Harshaw won the Metropolitan Opera’s ‘Auditions on the Air’ in 1942 and debuted as the second Norn in Richard Wagner’s Götterdämmerung, twelve days after the death of her teacher.

“There are two divine sensations in life, and one of them is singing!” — Margaret Harshaw

Gifted with an extended range, Harshaw sang mezzo-soprano roles for nine seasons before entering the soprano territory in 1950, when she sang the role of Senta in The Flying Dutchman. By 1954, she had inherited the mantel of Kirsten Flagstad and Helen Traubel, singing all the leading Wagnerian dramatic-soprano roles, including Isolde, Brünhilde, Elisabeth, Kundry, and Sieglinde. Harshaw retired from the Metropolitan Opera in 1964, having sung 38 roles in 375 performances over 22 consecutive seasons—and more Wagnerian roles—14 in all—than anyone in history.

Harshaw became a professor of voice at Indiana University in 1962, where she taught until 1993. She also taught at the Curtis Institute of Music and Westminster Choir College, which bestowed an Honorary Doctorate upon Harshaw in 1989.
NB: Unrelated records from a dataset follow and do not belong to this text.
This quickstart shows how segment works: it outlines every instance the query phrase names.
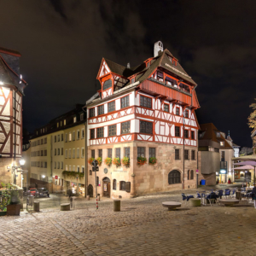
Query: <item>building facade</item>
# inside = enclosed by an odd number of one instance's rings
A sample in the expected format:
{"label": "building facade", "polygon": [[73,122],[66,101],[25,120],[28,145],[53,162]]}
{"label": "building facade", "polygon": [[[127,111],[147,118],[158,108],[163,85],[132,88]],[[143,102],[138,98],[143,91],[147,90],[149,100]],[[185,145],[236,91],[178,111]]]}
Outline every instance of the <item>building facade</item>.
{"label": "building facade", "polygon": [[[79,195],[85,195],[86,112],[84,113],[83,106],[78,104],[76,108],[35,131],[33,137],[30,140],[31,186],[38,183],[41,187],[47,186],[50,192],[56,193],[66,193],[67,189],[72,187]],[[73,148],[75,158],[70,154],[71,162],[67,152],[73,154]],[[72,167],[69,168],[69,166]],[[79,189],[79,187],[83,189]]]}
{"label": "building facade", "polygon": [[0,47],[0,182],[22,187],[18,160],[22,151],[22,96],[26,82],[20,73],[20,54]]}
{"label": "building facade", "polygon": [[178,61],[157,42],[134,68],[103,58],[97,79],[102,89],[86,102],[88,194],[95,184],[112,198],[195,188],[200,106]]}

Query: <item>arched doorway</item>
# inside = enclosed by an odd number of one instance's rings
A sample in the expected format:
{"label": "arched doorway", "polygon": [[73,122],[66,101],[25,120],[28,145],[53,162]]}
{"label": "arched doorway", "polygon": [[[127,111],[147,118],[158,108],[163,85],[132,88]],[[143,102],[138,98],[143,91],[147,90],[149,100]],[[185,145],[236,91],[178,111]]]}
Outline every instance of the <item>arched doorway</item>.
{"label": "arched doorway", "polygon": [[110,197],[110,179],[108,177],[103,178],[103,196]]}
{"label": "arched doorway", "polygon": [[87,195],[90,195],[90,197],[93,197],[93,186],[90,184],[87,188]]}

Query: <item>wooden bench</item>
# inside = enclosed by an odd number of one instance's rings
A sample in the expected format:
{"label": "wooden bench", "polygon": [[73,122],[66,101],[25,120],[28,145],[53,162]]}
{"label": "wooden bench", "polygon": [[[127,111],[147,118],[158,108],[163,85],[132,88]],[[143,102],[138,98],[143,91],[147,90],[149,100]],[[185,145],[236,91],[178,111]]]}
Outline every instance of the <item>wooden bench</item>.
{"label": "wooden bench", "polygon": [[61,211],[70,211],[70,203],[61,204]]}
{"label": "wooden bench", "polygon": [[180,207],[181,203],[178,202],[178,201],[164,201],[164,202],[162,202],[162,206],[164,207],[167,207],[168,211],[172,211],[172,210],[174,210],[177,207]]}

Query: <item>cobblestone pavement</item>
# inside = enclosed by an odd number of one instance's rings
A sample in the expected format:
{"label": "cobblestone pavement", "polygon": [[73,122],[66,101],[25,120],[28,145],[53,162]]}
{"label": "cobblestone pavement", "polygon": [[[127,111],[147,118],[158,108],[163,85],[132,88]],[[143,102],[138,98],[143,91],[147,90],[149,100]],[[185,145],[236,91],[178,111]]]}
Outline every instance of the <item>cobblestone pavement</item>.
{"label": "cobblestone pavement", "polygon": [[[187,191],[186,191],[187,192]],[[195,192],[195,191],[192,191]],[[80,201],[77,208],[0,218],[0,255],[255,255],[256,209],[187,207],[167,211],[178,192],[121,201]]]}

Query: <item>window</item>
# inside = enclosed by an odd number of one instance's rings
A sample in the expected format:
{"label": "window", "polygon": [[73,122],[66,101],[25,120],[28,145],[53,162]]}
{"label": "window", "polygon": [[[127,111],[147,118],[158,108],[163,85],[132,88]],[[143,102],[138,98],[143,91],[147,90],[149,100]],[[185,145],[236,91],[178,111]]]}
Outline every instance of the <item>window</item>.
{"label": "window", "polygon": [[125,182],[124,182],[124,181],[120,182],[119,190],[125,191]]}
{"label": "window", "polygon": [[140,132],[152,134],[153,123],[140,120]]}
{"label": "window", "polygon": [[164,111],[169,112],[169,105],[168,104],[164,104]]}
{"label": "window", "polygon": [[115,148],[115,157],[119,157],[119,159],[121,158],[121,148]]}
{"label": "window", "polygon": [[195,160],[195,150],[191,151],[191,160]]}
{"label": "window", "polygon": [[94,139],[95,138],[95,129],[90,130],[90,138]]}
{"label": "window", "polygon": [[121,98],[121,108],[129,107],[129,96]]}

Among her many students are Nancy Adams, Laura Aiken, Norman Andersson, David Arnold, Bruce Baumer, Sharon Beckendorf, Richard Best, Daniel Brewer, William Burden, Gary E. Burgess, Elizabeth Byrne, Elizabeth Cannis, Alan Cemore, Katherine Ciesinski, Shirley Close, Alexandra Coku, Vinson Cole, Kathryn Bouleyn Day, Jeffrey Dowd, Jane Dutton, Brent Ellis, Elem Eley, Pablo Elvira, Julia Faulkner, Constance Fee, Thomas Faracco, Joseph Frank, Alberto Garcia, Franz Grundheber, Caroline Murdock Kheele, David Langan, Kevin Langan, Evelyn Lear, Shirley Love, Mark Lundberg, Nancy Maultsby, Emily Magee, Mark McCrory, Robert McFarland, Rodney Miller, Elias Mokole, Stephen Morsheck, Harry Musselwhite, Ronald Naldi, Gayletha Nichols, Jan Opalach, Paula Page, Larry Paxton, Ron Peo, Walter Plant, Matthew Polenzani, Ashley Putnam, John Reardon, Randall Reid-Smith, Gianna Rolandi, Christopher Schauldenbrand, Alan Seale, Jane Shaulis, Scharmal Schrock, Bill Schumann, Nadine Secunde, Martha Sheil, Glenn Siebert, Philip Skinner, David Smalley, Alma Jean Smith, James A. Smith, Jr., Gregory Stapp, Theresa Stratas, Sharon Sweet, Michael Sylvester, Randal Turner, Rebecca Turner, Benita Valente, Carol Vaness, Anastasios Vrenios, Christine Weidinger, Felicia Weathers, Laura Brooks-Rice, Sally Wolf, and Meredith Zara.